Quando era mais novo, meu filho dizia secretamente ser um dos Power Rangers. Ele era o vermelho. Me contava que à noite, enquanto dormíamos, saia silenciosamente de casa para “treinar” nas montanhas.
Usei a palavra “secretamente” por que o Flavinho não permitia que divulgasse em nenhum lugar, que não contasse para nenhum amiguinho, nem comentasse na frente da professora que eu era o pai do Power Ranger vermelho.
“Eu não quero ficar dando entrevistas” sussurrava enquanto revirava os olhinhos para ter certeza que não havia nenhum bisbilhoteiro por perto. Eu respeitava a exigência do heroizinho e me calava.
Hoje ele desmente. Diz que era bobagem, coisa de criança e depois pergunta “Será que eu acreditava mesmo nessa história?”.
A gente sempre acredita. Agora nessa fase que está (de pré adolescência) a idealização de super herói muda.
Eles competem no Minecraft, querem ser independentes, colocam-se tantas vezes em posição de enfrentamento, de questionamentos, enquanto se esforçam para disfarçar os medos, as necessidades, as dúvidas de meninos, que ainda são.
Pensam que é preciso colocar a fragilidade de lado e assumir o controle das coisas. Estão crescendo, são quase jovens, tem o mundo todo a ser conquistado.
Conheço esse caminho. Sei que daqui para frente as demandas cada vez maiores forçarão rupturas e vão gerar movimentos que os distanciarão de casa, dos pais, dos sonhos de meninos, da simplicidade tão linda.
A vida faz isso com a gente. Nos convence que agora somos pais, profissionais, maridos, provedores, super heróis cheios de força, de poder, de sabedoria, até que o inesperado nos exponha a realidade e nos chame de volta. Diante da realidade percebemos que não eramos o que pensávamos ser.

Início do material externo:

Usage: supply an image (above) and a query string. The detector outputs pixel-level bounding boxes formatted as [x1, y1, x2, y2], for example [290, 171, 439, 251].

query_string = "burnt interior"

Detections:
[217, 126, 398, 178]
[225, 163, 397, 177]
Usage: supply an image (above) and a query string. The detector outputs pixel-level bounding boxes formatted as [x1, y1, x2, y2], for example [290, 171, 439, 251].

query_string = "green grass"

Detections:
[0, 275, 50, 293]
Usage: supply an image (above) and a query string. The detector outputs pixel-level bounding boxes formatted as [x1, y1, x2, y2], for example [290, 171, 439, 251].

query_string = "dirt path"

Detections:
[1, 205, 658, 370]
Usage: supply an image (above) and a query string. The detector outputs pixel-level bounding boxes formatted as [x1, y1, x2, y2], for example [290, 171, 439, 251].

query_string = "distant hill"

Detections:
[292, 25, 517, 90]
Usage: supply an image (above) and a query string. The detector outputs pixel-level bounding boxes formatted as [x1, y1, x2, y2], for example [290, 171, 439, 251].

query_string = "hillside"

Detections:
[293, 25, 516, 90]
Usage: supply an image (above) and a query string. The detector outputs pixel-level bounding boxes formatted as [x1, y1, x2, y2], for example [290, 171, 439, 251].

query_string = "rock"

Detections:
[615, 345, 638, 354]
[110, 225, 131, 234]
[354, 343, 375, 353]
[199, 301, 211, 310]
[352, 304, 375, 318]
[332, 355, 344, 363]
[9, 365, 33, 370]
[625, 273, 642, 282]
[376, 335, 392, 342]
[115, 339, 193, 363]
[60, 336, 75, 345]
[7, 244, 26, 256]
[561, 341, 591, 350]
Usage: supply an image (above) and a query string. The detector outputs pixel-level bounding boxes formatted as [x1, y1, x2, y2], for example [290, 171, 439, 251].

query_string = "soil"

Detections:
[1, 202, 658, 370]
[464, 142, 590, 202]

Ser herói não é pensar que é forte. Ser herói é ser humano. É nos vincularmos em nossas fraquezas, atentos uns aos outros, abertos, disponíveis à vida.
Quanto mais simples, mais humano. Quanto mais humano, mais sensível. Quanto mais sensível, mais claro que não preciso ser forte o tempo todo. Desistirei de corresponder às expectativas e me pacificarei com quem sou, com quem sei ser hoje.
Não preciso ser o Power Ranger vermelho, nem o super homem, nem o mestre iluminado, nem a referência de ninguém.
Serei eu mesmo, do jeito que posso, do jeito que dá, consciente que todos os processos humanos podem me lembrar que minha força não está necessariamente no poder de resistência, mas na capacidade de chorar, sofrer, perder e não ficar lá. Levantar, seguir adiante e acreditar que dias melhores sempre virão. E eles sempre vem.